- Date: 11–17 June
- Edition: 77th
- Category: Grand Prix
- Draw: 64S / 32D
- Prize money: $125,000
- Surface: Grass / outdoor
- Location: London, United Kingdom
- Venue: Queen's Club

Champions

Singles
- John McEnroe

Doubles
- Tim Gullikson / Tom Gullikson
| Queen's Club Championships |

= 1979 Stella Artois Championships =

The 1979 Queen's Club Championships (known for sponsorship as the Stella Artois Championships) was a men's tennis tournament played on outdoor grass courts at the Queen's Club in London in the United Kingdom that was part of the 1979 Colgate-Palmolive Grand Prix circuit.
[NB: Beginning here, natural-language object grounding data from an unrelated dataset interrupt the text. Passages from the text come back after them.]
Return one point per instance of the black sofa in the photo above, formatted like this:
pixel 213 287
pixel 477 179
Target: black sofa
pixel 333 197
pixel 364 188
It was the 77th edition of the tournament and was held from 11 June through 17 June 1979. Second-seeded John McEnroe won the singles title.

==Finals==

===Singles===

USA John McEnroe defeated PAR Víctor Pecci 6–7, 6–1, 6–1
- It was McEnroe's 5th singles title of the year and the 10th of his career.

===Doubles===

USA Tim Gullikson / USA Tom Gullikson defeated USA Marty Riessen / USA Sherwood Stewart 6–4, 6–4
- It was Tim Gullikson's 1st title of the year and the 8th of his career. It was Tom Gullikson's 1st title of the year and the 5th of his career.